How The Citizenship Question Could Skew The Census

From the number of congressional seats to the distribution of federal funds, the U.S. Census is a big deal. Brut spoke with a sociologist about why the Supreme Court's decision about including a question about citizenship status could change everything.

How The Citizenship Question Could Skew The Census


Your citizenship status could soon be under the scrutiny of the Department of Commerce due to politics. If the Supreme Court law justices side with the department, there could be national changes to the 2020 U.S. Census. Andrew Beveridge is a sociology professor and president of Social Explorer, which analyzes data to inform the government and businesses.


“There is a concern that if they ask citizenship on the short form or the general census, it will cut down response rates particularly among noncitizens.” says, Andrew Beveridge. So if areas are undercounted, they will get less of the resources that they would get if they were properly counted, and then the second thing is power. What it will do is it will distort redistricting.”

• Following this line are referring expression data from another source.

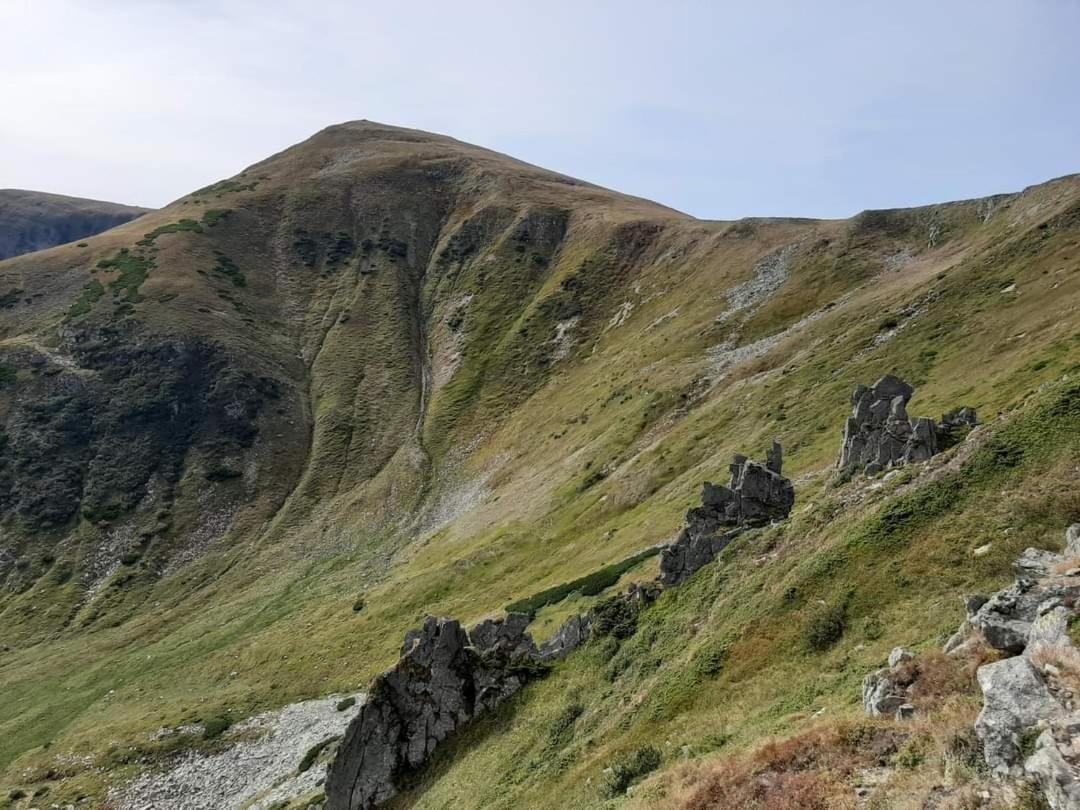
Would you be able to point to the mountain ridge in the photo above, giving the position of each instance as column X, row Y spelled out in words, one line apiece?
column 413, row 379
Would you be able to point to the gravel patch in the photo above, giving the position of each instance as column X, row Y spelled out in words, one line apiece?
column 252, row 774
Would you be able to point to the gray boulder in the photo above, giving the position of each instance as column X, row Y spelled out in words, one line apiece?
column 441, row 683
column 889, row 689
column 882, row 696
column 879, row 434
column 757, row 495
column 1072, row 540
column 1015, row 698
column 572, row 633
column 1055, row 764
column 1006, row 618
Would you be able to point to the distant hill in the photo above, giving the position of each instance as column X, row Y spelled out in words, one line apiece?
column 252, row 439
column 34, row 220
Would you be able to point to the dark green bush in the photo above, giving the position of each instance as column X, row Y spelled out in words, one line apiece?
column 215, row 727
column 826, row 626
column 588, row 585
column 628, row 768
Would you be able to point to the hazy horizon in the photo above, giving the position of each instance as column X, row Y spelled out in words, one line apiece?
column 716, row 109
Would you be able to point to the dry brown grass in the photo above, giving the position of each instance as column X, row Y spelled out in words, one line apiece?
column 810, row 771
column 936, row 754
column 1065, row 662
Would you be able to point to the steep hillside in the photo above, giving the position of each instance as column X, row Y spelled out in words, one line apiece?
column 34, row 220
column 251, row 439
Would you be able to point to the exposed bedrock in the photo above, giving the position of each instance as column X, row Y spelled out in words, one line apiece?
column 879, row 434
column 758, row 494
column 445, row 678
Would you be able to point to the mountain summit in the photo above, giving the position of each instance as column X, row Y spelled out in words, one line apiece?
column 250, row 440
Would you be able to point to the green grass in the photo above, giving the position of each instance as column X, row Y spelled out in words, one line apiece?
column 178, row 227
column 9, row 299
column 588, row 585
column 91, row 294
column 347, row 486
column 132, row 270
column 228, row 268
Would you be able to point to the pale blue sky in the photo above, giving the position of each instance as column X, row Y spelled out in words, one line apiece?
column 721, row 109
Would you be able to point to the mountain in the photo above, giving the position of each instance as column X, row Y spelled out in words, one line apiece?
column 34, row 220
column 253, row 437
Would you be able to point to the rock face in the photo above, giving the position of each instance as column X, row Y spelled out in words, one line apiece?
column 1014, row 699
column 445, row 677
column 886, row 691
column 1006, row 618
column 1031, row 693
column 879, row 434
column 758, row 493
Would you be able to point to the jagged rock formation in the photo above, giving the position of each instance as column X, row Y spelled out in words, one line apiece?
column 445, row 678
column 34, row 220
column 1033, row 692
column 758, row 493
column 887, row 691
column 879, row 434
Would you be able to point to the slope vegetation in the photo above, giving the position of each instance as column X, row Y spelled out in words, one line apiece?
column 248, row 440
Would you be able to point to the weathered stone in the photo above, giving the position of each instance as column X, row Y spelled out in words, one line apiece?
column 1014, row 699
column 441, row 683
column 503, row 636
column 879, row 434
column 758, row 494
column 882, row 696
column 1072, row 540
column 574, row 633
column 1006, row 618
column 1055, row 764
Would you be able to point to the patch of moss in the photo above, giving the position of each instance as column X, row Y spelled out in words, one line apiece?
column 9, row 299
column 228, row 268
column 215, row 727
column 133, row 270
column 91, row 293
column 313, row 752
column 179, row 227
column 215, row 216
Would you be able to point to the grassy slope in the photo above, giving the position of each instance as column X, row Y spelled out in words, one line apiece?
column 34, row 220
column 532, row 470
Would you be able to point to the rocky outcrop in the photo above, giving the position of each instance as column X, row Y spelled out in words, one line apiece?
column 1014, row 699
column 879, row 434
column 758, row 493
column 445, row 678
column 1006, row 619
column 887, row 692
column 1031, row 694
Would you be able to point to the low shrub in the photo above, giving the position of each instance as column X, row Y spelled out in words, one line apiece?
column 826, row 626
column 628, row 768
column 588, row 585
column 312, row 755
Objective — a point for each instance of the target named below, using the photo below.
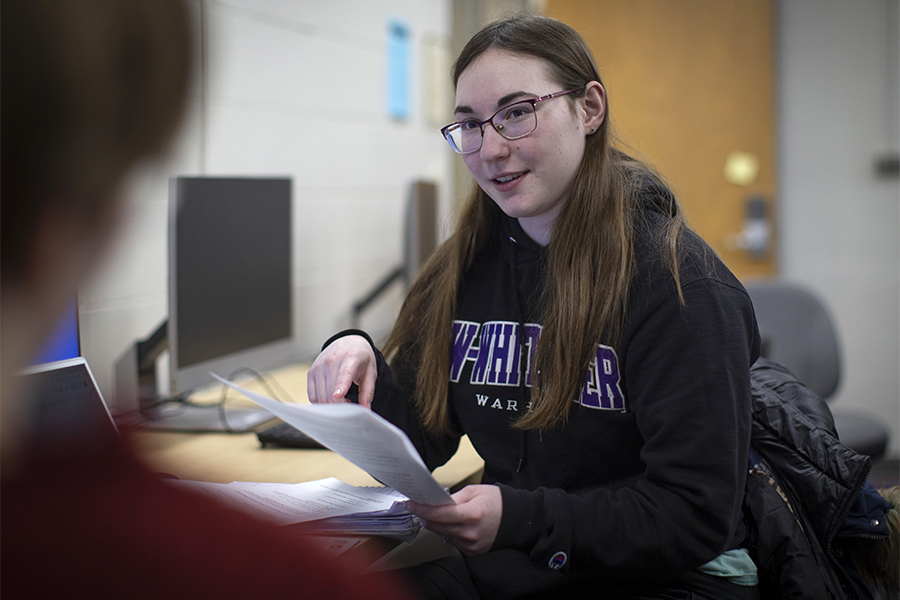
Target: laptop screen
(67, 405)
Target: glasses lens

A natural experiment was done using the 2010 data that shows that it would cut the response rate for the whole census by about 9 percent for households that have one person that can't be confirmed as a citizen in it.


The effects would be in areas which have a large number of not of noncitizens. Just like the Texas border, the Southwest, California, New York, Chicago, Florida, all of those places will be very heavily affected by this by this addition. The experiment was carried out when Obama was president. The whole toxic atmosphere toward immigration that the Trump administration seeks to favor was not in play at all.


He followed the lead of other social scientists, and filed an amicus brief with the Supreme Court law justices, to debunk political lies being spread by Trump administration officials — like that the citizenship question has been asked before on the census, or that adding the question could help restore voting rights.


The Supreme Court is expected to vote on the matter in June.